“Marie, she sits near the fire. She doesn’t like to be cold. ” At the beginning of January, in Sainte-Croix. At the Petit-Creux farm, Thomas Glauser, 34, takes a knowing look at Marie Payré, 28. The couple sets the table for dinner with a farmer friend. “Ah but you have a stove now,” says the guest, taking a seat. It must do you good! ” With his large square hands that one can imagine working the earth daily, Thomas puts logs back into the new stove which has become the subject of all attention. Even Ti-ba, the little Beauceron bitch of 2 and a half months, dozed off in front of the flames. “At the beginning, we were so happy that we were heating too much. It was up to 27 degrees here! ” Marie laughs as she opens a bottle of red wine.

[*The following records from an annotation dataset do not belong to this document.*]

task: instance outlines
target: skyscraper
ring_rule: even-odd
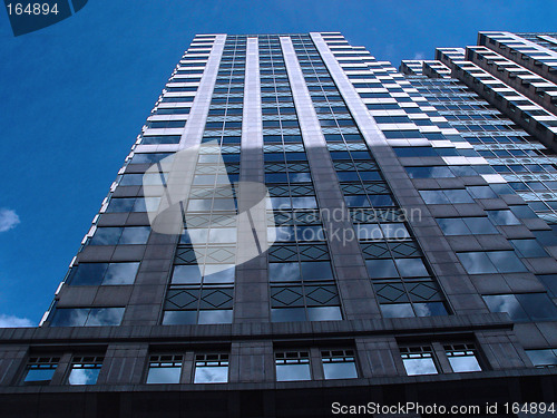
[[[0,330],[4,415],[553,401],[557,38],[479,43],[196,36],[41,325]]]

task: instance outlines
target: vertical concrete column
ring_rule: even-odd
[[[244,109],[240,165],[237,268],[234,297],[234,322],[268,322],[270,297],[266,260],[266,211],[256,204],[264,196],[263,123],[261,111],[260,51],[257,38],[247,38],[244,79]],[[254,184],[255,183],[255,184]],[[257,187],[256,184],[261,184]],[[258,241],[261,252],[242,243]]]
[[[138,385],[143,382],[149,354],[148,344],[110,344],[97,385]]]
[[[352,221],[291,38],[281,37],[281,45],[326,231],[344,319],[381,318],[360,245],[356,240],[343,240],[348,230],[354,236]]]
[[[489,311],[473,288],[470,278],[455,256],[439,225],[333,52],[329,49],[321,33],[312,32],[311,37],[358,128],[375,157],[392,194],[400,206],[407,210],[407,213],[420,214],[420,216],[409,216],[408,223],[420,243],[420,247],[424,250],[424,256],[436,273],[444,294],[449,298],[448,302],[451,303],[455,313],[488,313]],[[419,231],[427,231],[428,235],[421,236]]]
[[[225,35],[218,35],[213,43],[211,55],[205,66],[197,94],[192,105],[186,126],[182,134],[179,149],[198,145],[202,140],[207,119],[211,98],[223,55]],[[175,158],[168,177],[168,186],[173,182],[179,183],[180,195],[187,196],[193,179],[195,165],[186,164],[195,158]],[[187,166],[185,166],[187,165]],[[157,220],[152,225],[157,230]],[[160,321],[162,309],[166,294],[168,278],[172,273],[174,254],[183,225],[180,211],[174,211],[172,215],[164,216],[160,223],[179,225],[175,234],[152,232],[145,249],[141,264],[134,284],[131,297],[126,307],[123,325],[155,325]],[[164,225],[162,225],[164,229]]]
[[[23,369],[26,346],[4,346],[0,351],[0,386],[17,385],[18,372]]]
[[[355,348],[362,377],[377,378],[407,373],[394,338],[356,338]]]
[[[187,385],[194,381],[195,372],[195,352],[186,351],[184,353],[184,361],[182,363],[182,376],[179,382]]]
[[[495,370],[532,367],[528,354],[512,331],[477,331],[478,353]]]
[[[231,382],[274,381],[273,342],[233,342],[229,370]]]
[[[65,383],[66,377],[68,376],[68,368],[71,363],[71,357],[70,352],[66,352],[60,357],[60,361],[56,367],[52,379],[50,379],[50,385],[59,386]]]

Life on the farm can be learned. For now, the couple have only experienced winter in Sainte-Croix. Arrived in the small village in the north of Vaud in November 2020, Marie and Thomas have chosen to engage in beef farming at a time when the days are short, when the snow is falling in bundles and where the cold, associated with physical labor, exhausts the bodies. But it takes more to discourage them, because they are motivated by the ideal of an “unconventional” farm: smaller and more respectful of animals and the environment.

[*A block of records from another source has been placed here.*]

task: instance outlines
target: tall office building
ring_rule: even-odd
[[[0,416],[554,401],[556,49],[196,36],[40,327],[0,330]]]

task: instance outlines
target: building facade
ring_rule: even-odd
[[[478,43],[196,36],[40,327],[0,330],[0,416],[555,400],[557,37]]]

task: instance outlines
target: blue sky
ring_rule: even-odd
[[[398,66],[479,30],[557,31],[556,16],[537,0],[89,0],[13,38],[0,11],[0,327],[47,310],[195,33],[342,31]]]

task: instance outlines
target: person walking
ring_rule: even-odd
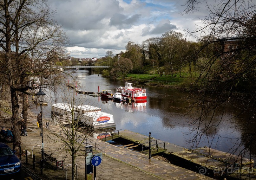
[[[22,135],[23,134],[23,130],[26,130],[27,129],[27,127],[26,126],[26,123],[24,119],[22,119],[21,121],[21,125],[20,128],[21,130],[21,133],[20,135]]]
[[[47,122],[46,122],[46,127],[45,127],[45,128],[47,128],[48,129],[49,129],[49,122],[47,121]]]
[[[6,132],[4,129],[4,127],[2,127],[2,129],[1,130],[1,135],[3,137],[4,139],[5,138],[5,135],[6,134]]]
[[[42,127],[42,126],[43,126],[43,122],[42,122],[42,120],[41,119],[42,116],[42,113],[40,113],[37,115],[37,121],[39,125],[39,128],[40,129],[41,129],[41,127],[43,128]]]
[[[5,134],[6,137],[11,136],[12,137],[13,139],[13,135],[11,131],[11,129],[10,128],[8,128],[7,129],[7,131],[6,131],[6,134]]]

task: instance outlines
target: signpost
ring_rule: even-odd
[[[96,166],[101,164],[102,159],[102,152],[86,157],[86,164],[89,164],[94,166],[94,180],[96,180]]]
[[[92,165],[90,162],[88,162],[87,161],[88,157],[92,155],[92,145],[89,145],[85,146],[84,151],[85,154],[85,180],[92,180]]]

At Marie and Thomas, no pesticides or chemical fertilizers. So, the couple already know that in June, they will tick twice yes: for “a Switzerland without synthetic pesticides” and for “clean drinking water and healthy food”. A question of values, even if young farmers do not hide their face. “We are going to vote in favor because it would be incredible to change mentalities, to create a debate. But for the agricultural community, it is very difficult to conceive, ”admits Marie. “In my beliefs, I want a healthier world. But it’s a bit utopian to think of everything being able to change overnight, adds Thomas. If these initiatives pass, our way of working will not change. But we are an exception. ”
Whale, Karla and Cardamom
An exception that begins in 2019. At the time, Thomas plans to buy the domain of Sainte-Croix but the owners will not leave until the following year. The son and grandson of farmers, originally from the village of Châtonnaye, in Friborg, is looking for work. He offers his arms to a gardener friend and meets Marie, who has come for a change of scenery after several years in home care in Geneva. It’s love at first sight. During their first date, even before the first kiss, Thomas explains his great project to her. “I asked him if he was going to put a henhouse and he said ‘we could put one’. I really liked him saying “we”, smiles Marie.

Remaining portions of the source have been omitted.